Conductor : SIR ANDREW DAVIS

Chorus Master : DONALD PALUMBO
Stage Director : DAVID McVICAR*
Set Designer : CHARLES EDWARDS
Costume : BRIGITTE REIFFENSTUEL
Lighting : DUANE SCHULER
Choreographer : LEAH HAUSMANN**
(c'est la version de Paris avec l'inévitable balai du IIIe acte : entrée
des moussaillons, pas de deux Budd / Vere (le cygne blanc) et Budd /
Claggart (le cygne noir), sodomie collective sur la strette finale)

*Lyric Opera debut
**American Opera debut

Billy Budd : NATHAN GUNN*
Captain Vere : KIM BEGLEY
Claggart : SAMUEL RAMEY
Redburn : RICHARD STILWELL
Flint : STEPHEN WEST
Ratcliffe : MICHAEL DEVLIN
Squeak : DAVID CANGELOSI (pas mal du tout)
Red Whiskers : NEIL JENKINS*
Novice : JOHN McVEIGH* (encore mieux)
Dansker : KEVIN LANGAN
Donald : DALE TRAVIS

 


À VOILE ET A VAPEUR

Après le peep-show zambellesque de Bastille, la nouvelle production du Lyric Opera de Chicago laisserera des regrets aux voyeurs lyricomanes : autant vous le dire tout de suite, tout le monde reste habillé et Budd n'exhibera sa poitrine qu'un court moment à l'acte I et enchaîné à l'acte II.
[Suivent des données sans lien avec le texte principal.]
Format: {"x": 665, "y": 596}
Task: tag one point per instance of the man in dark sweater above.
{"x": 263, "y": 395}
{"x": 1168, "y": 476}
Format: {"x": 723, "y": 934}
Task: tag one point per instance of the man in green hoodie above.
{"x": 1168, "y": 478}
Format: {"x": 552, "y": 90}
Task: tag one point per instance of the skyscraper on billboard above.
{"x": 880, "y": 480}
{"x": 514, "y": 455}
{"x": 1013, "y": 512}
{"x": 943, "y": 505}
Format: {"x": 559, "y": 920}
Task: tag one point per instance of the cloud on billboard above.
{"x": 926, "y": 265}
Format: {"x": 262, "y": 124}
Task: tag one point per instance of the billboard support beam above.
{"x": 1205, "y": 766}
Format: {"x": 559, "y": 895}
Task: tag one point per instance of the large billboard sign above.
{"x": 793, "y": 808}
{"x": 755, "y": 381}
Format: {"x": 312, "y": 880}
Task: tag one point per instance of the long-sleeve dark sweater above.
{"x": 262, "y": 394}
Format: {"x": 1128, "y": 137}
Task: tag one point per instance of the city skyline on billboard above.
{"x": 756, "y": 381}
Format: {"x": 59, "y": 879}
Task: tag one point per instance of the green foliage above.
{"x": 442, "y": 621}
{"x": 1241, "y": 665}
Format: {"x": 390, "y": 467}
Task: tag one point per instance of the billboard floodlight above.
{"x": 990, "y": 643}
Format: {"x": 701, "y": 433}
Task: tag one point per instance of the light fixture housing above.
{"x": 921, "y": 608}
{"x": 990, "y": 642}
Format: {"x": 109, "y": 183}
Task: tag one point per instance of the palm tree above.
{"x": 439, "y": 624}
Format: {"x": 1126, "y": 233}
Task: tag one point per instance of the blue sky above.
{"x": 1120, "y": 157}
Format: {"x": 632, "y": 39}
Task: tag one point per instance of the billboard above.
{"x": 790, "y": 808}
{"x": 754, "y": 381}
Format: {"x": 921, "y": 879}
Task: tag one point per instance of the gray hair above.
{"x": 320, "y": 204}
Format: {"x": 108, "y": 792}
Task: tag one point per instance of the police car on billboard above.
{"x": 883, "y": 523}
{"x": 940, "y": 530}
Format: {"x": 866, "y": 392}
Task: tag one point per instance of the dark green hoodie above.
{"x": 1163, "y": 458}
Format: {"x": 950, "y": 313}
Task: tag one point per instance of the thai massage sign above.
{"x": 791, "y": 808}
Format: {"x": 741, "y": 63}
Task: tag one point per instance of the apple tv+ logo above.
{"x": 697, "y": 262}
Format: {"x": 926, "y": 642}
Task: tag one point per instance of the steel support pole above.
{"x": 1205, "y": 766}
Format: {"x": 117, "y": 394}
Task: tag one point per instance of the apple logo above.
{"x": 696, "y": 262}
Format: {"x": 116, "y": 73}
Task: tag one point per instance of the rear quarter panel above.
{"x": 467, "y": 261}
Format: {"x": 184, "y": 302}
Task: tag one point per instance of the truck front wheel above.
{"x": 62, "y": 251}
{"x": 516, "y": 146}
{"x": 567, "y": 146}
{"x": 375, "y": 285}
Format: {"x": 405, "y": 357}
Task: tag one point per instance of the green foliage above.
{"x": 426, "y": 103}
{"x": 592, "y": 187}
De ce point de vue, la production parisienne frisait le contresens : Vere n'est pas amoureux d'un Billy bodybuildé (des marins musclés, il n'y a que ça sur un navire) ni Claggart jaloux d'une belle musculature. Certes, Billy n'est pas un gringalet (il tue Claggart d'un seul coup de poing), mais sa beauté est d'abord angélique, et autant intérieure qu'extérieure.
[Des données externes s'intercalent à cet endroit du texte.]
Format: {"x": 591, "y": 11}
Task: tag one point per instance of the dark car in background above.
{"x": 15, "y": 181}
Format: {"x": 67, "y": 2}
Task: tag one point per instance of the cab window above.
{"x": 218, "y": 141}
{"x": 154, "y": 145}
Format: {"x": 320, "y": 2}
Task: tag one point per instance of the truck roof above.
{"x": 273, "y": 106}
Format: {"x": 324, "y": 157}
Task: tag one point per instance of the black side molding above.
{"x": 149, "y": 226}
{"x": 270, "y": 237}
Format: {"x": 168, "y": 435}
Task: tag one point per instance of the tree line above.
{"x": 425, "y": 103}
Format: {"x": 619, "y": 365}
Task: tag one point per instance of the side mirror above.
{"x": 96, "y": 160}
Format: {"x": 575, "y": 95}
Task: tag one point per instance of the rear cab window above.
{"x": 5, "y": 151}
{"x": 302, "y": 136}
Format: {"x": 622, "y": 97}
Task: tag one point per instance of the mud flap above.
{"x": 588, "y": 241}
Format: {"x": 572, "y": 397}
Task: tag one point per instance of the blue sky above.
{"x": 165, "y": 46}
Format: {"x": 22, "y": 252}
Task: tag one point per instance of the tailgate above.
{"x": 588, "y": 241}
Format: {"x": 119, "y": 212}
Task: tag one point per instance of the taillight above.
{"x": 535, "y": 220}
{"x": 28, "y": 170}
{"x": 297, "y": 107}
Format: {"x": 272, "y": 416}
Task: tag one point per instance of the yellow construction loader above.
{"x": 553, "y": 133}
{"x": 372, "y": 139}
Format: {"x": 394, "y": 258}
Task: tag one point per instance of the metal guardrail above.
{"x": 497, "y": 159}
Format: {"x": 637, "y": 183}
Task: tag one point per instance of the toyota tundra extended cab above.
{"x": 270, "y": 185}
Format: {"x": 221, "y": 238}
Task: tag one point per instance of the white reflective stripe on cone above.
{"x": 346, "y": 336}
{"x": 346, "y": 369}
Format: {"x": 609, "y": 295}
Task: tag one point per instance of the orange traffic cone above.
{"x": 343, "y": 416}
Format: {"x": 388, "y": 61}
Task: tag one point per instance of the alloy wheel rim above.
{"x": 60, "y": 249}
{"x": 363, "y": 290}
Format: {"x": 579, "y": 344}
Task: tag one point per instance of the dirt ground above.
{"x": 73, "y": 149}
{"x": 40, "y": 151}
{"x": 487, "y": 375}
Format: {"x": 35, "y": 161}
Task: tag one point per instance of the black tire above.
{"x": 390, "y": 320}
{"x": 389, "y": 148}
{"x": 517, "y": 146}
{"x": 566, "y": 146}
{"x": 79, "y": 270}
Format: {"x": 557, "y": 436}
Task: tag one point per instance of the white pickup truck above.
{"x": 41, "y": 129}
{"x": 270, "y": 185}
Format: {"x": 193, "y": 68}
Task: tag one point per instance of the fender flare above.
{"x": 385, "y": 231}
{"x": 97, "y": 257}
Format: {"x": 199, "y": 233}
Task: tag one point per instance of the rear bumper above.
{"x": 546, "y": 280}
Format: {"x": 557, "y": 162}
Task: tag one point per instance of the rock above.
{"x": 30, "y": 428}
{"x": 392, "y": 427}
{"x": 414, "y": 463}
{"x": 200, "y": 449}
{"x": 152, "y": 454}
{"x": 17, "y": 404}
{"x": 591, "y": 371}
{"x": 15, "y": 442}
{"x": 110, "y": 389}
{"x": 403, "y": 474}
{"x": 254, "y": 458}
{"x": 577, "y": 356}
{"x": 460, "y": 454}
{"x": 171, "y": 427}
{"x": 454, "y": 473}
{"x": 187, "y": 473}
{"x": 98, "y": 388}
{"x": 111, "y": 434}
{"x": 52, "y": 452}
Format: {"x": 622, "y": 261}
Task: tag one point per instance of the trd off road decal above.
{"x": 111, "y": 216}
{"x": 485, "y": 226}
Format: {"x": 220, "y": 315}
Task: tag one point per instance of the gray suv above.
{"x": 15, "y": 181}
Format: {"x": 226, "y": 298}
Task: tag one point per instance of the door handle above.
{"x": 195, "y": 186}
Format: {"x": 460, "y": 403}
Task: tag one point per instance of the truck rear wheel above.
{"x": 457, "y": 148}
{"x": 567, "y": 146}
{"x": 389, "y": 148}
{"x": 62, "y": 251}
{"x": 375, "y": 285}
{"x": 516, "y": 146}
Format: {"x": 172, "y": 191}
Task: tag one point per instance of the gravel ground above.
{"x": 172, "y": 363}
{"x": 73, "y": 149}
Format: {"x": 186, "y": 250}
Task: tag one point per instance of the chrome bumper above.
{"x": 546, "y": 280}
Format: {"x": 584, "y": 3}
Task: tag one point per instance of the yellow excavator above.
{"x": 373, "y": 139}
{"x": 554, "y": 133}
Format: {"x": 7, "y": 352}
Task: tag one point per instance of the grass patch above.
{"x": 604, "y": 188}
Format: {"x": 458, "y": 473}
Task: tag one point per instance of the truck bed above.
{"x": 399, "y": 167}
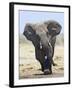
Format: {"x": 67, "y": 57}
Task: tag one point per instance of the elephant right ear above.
{"x": 29, "y": 32}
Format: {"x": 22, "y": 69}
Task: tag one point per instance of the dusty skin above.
{"x": 29, "y": 67}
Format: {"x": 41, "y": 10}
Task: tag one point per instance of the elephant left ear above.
{"x": 54, "y": 28}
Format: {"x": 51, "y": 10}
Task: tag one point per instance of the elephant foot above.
{"x": 47, "y": 72}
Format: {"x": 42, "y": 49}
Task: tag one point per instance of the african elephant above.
{"x": 43, "y": 37}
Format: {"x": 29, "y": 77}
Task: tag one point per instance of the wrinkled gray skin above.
{"x": 43, "y": 37}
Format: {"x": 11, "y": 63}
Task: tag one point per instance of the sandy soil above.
{"x": 29, "y": 67}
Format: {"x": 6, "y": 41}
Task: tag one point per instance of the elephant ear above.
{"x": 29, "y": 32}
{"x": 54, "y": 28}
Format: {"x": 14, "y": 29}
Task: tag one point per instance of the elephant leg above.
{"x": 47, "y": 66}
{"x": 54, "y": 64}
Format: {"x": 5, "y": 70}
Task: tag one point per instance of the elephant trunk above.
{"x": 47, "y": 47}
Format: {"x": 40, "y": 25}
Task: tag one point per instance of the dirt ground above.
{"x": 29, "y": 67}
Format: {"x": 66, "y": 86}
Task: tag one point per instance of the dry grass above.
{"x": 29, "y": 67}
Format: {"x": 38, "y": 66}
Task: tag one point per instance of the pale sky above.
{"x": 39, "y": 16}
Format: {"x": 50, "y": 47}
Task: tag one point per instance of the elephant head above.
{"x": 43, "y": 37}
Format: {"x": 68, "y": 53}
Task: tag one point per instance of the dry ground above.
{"x": 29, "y": 67}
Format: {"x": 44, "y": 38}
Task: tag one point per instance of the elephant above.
{"x": 43, "y": 36}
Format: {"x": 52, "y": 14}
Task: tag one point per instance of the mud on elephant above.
{"x": 43, "y": 37}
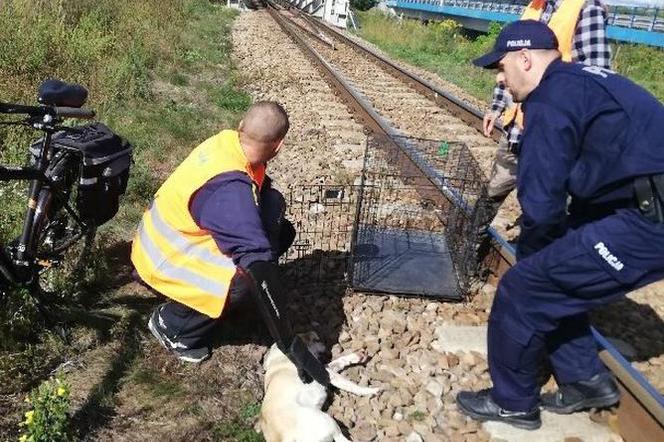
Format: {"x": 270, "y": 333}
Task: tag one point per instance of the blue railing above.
{"x": 627, "y": 24}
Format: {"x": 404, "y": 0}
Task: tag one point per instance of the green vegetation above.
{"x": 443, "y": 48}
{"x": 239, "y": 429}
{"x": 48, "y": 418}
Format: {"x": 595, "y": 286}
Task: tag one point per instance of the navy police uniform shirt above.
{"x": 588, "y": 133}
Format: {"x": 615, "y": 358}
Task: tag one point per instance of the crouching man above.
{"x": 212, "y": 236}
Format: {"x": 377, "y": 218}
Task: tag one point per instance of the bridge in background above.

À cet égard, le physique de beau ténébreux de Nathan Gunn ne correspond guère au rôle (c'est quand même pas aussi dramatique qu'un Fabio Sartori en Duc séducteur).

Vocalement, son premier acte est un peu terne. Le second est en revanche magnifique, culminant dans le monologue de Bill enchaîné (tenue vestimentaire déjà évoquée, éclairages plongeants), d'une intense émotion.
Contrairement au "Guerre et Paix" de Bastille (qui m'avait fait penser : "quel dommage que d'aussi gros pectoraux cachent d'aussi petits poumons"), la voix passe aisément l'orchestre.
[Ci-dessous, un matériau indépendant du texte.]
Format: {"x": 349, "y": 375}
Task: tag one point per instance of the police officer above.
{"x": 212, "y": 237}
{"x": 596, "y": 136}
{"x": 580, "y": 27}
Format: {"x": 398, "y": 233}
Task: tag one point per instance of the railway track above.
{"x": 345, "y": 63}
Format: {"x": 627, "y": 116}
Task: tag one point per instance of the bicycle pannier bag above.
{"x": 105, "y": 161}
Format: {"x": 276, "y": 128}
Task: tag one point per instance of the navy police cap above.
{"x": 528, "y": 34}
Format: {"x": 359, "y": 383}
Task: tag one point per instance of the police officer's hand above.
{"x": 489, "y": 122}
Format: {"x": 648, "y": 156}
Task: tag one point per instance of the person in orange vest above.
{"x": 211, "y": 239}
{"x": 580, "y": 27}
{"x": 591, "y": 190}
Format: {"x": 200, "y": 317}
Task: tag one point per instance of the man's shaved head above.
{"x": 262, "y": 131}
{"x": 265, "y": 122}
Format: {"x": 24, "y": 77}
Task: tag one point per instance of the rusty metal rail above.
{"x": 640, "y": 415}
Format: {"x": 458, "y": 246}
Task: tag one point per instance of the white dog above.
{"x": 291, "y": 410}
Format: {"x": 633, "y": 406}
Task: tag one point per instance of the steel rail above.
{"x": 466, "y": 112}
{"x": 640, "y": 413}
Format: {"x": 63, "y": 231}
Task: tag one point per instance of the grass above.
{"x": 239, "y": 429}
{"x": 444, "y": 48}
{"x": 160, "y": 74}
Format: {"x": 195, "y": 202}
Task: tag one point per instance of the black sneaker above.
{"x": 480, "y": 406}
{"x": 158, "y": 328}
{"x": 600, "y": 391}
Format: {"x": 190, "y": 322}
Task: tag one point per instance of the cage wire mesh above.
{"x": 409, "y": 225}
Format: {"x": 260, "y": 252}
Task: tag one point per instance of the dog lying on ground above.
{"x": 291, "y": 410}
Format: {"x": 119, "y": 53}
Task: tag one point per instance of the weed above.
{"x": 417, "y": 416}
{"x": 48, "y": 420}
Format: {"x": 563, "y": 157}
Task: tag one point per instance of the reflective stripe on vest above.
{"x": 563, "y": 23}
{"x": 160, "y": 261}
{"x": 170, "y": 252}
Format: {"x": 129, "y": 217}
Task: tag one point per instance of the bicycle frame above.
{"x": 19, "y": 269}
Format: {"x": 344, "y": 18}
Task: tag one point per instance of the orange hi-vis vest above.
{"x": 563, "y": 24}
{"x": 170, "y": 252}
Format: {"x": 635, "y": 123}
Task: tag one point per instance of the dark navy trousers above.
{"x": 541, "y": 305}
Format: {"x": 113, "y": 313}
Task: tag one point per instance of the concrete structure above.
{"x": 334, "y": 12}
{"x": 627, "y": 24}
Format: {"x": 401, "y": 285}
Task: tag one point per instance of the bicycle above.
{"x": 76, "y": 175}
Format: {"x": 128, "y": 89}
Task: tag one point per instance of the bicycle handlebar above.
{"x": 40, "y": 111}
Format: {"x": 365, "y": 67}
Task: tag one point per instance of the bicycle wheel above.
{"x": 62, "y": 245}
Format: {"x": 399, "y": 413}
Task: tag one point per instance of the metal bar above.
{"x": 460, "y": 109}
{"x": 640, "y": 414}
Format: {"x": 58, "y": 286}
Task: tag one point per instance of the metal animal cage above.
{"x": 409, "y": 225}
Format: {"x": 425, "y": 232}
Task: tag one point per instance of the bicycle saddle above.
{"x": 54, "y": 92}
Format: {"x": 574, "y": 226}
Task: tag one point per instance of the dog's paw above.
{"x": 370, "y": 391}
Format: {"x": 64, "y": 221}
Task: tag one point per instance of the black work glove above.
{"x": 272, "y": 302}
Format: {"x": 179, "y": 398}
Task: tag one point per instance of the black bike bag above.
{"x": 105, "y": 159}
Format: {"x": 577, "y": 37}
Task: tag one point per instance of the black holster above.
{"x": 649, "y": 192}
À ses côtés, Samuel Ramey peine à trouver ses marques en Claggart : bridé dans cet histrionisme qui fait merveille dans toute sorte de Méphisto(s), le Grand Sam se limite à interpréter un Scarpia de bateau-lavoir. Heureusement, la voix sait se colorer magnifiquement, atteignant un noir absolu dans les phrases les plus maléfiques. Pour les fans pour qui ce point constitue un baromètre importan : pas de vibrato exagéré.

Déjà entendu à Paris, Kim Begley est un Vere encore plus bouleversant qu'à Bastille, même si son timbre nasal n'est pas des plus agréables.

Tous les seconds rôles sont magnifiquement chantés et joués (une habitude aux US décidément) et les choeurs sont de grande qualité.

Ni traditionnelle ni ultra-moderne, la production est avant tout efficace : la scène finale de Vere, vieillard vêtu de haillons, est un sommet d'émotion; petit à petit, le cadavre de Bill pendu se détache de l'obscurité ; puis Vere tombe inanimé alors que le noir absolu tombe soudainement sur la scène.

Enfin, la superbe direction de Soeur Andrew Davis vient couronner le tout, et renvoie le pauvre Gary Bertini aux oubliettes.